Partner Insight: For many advisers, outsourcing to a multi-manager or discretionary fund manager makes sense, allowing them to focus on the adviser-client relationship
It is no surprise that the process of outsourcing investment management services has been on the rise, especially since the regulatory changes brought about by the RDR in 2012 and by MiFiD II in January this year. Andrew Bennett, a financial adviser and director of Hartcliff Financial Planning, is a keen supporter of outsourcing to an investment partner.
He says: "I think there's a really strong business case for it from a number of angles. One is that you get a consistent approach and consistent outcomes for clients. If I outsource to a multimanager, for example, my clients get the benefit of having an extremely diverse portfolio.
"It's unconstrained, so we know we are getting the best of the breed, and every fund in the portfolio is there on merit. "But then because of the way the multi-manager manages the risk and rebalances the portfolio to keep it within the client's risk band, we know that the outcomes for the client are based on what they want and on the amount of risk they want to take."

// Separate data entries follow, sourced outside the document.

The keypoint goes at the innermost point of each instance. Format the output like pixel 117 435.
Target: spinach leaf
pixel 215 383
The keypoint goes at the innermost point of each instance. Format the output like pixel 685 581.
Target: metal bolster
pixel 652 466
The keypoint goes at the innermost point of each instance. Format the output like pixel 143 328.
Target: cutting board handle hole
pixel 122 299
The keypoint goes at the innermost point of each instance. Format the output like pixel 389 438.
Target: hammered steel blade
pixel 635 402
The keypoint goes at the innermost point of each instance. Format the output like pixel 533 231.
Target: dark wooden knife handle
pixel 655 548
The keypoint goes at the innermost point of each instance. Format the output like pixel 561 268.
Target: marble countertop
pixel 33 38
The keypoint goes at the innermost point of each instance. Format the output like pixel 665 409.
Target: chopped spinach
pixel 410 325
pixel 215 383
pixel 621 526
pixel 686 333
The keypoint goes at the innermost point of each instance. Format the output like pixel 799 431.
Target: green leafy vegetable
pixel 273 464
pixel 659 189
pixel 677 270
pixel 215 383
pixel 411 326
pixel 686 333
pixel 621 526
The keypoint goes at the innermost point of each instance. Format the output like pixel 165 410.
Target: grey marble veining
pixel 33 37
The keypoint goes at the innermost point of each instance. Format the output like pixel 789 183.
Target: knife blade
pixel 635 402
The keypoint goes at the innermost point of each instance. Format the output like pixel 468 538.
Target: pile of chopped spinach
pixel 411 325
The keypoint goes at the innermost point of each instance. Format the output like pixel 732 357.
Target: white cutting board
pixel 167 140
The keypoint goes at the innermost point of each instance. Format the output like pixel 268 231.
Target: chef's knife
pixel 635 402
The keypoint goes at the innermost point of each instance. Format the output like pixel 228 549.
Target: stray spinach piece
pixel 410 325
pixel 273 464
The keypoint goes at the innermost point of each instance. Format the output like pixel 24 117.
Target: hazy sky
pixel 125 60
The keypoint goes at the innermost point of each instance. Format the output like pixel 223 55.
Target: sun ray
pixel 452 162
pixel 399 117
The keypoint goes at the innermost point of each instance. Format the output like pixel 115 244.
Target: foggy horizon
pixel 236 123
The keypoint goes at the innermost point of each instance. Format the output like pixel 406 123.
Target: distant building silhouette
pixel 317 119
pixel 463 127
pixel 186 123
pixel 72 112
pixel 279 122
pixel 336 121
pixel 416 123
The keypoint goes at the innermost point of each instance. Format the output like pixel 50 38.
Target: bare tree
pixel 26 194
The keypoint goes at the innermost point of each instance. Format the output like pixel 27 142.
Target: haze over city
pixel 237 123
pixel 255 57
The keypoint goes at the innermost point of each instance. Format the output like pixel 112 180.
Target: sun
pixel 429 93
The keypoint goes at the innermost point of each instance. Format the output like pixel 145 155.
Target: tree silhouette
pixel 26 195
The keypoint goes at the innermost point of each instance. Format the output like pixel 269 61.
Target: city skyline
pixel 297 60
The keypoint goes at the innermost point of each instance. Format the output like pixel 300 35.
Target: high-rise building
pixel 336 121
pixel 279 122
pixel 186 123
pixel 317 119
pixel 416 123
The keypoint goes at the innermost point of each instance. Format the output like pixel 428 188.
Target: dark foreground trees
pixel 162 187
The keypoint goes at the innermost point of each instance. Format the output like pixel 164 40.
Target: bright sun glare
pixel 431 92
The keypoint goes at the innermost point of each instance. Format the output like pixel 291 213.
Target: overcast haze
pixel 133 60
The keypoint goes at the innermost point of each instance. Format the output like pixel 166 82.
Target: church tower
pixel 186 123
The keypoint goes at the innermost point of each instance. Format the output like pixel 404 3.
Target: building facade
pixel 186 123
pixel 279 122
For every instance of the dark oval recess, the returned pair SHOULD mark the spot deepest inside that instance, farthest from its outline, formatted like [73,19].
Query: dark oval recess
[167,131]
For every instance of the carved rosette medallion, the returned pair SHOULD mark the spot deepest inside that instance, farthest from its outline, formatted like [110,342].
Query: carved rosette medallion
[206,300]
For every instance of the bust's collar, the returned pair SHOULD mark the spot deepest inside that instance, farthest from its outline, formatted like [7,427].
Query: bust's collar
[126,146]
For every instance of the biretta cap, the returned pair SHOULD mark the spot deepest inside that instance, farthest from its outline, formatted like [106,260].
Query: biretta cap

Bennett goes on to say the biggest benefit from outsourcing is the time saved, which instead of being used to research, construct or rebalance a client's portfolio, can be used elsewhere. He says: "[By outsourcing investment management] I can now spend time with clients doing the things that they actually value, which is the face-to-face time and having a proper dialogue. It is all about making sure their investment is ‘on plan' and their goals and aspirations are being met."
Outsourcing also gives a "layer of protection" to the adviser, Bennett says. "This is particularly true if the investment house is transparent and you can see what their process is, how they build their funds, how they make their portfolios within the funds, and how they keep within the risk parameters.
"It means I've got the confidence to be able to sit down with the client and say ‘yes, you've come out as a cautious to moderate investor, which means your portfolio will always match that risk tolerance.'"
Serena Van der Meulen, director at Van der Meulen Associates, also fully outsources investment management. She says: "The value of doing this is time. I don't have time to research individual funds. I use two research fund houses and cross-reference the research there on holdings, but then I rely on the managers to pick stocks. The other advantage, of course, is their level of expertise in the field. I am not a fund manager; I'm a financial planner. I wouldn't risk picking stocks."
Bennett believes that the trend of outsourcing will continue due to the recent regulatory changes brought about by MiFID II which has aimed to encourage a different method of engagement between advisers and outsourced investment managers, known as a ‘reliance on others'.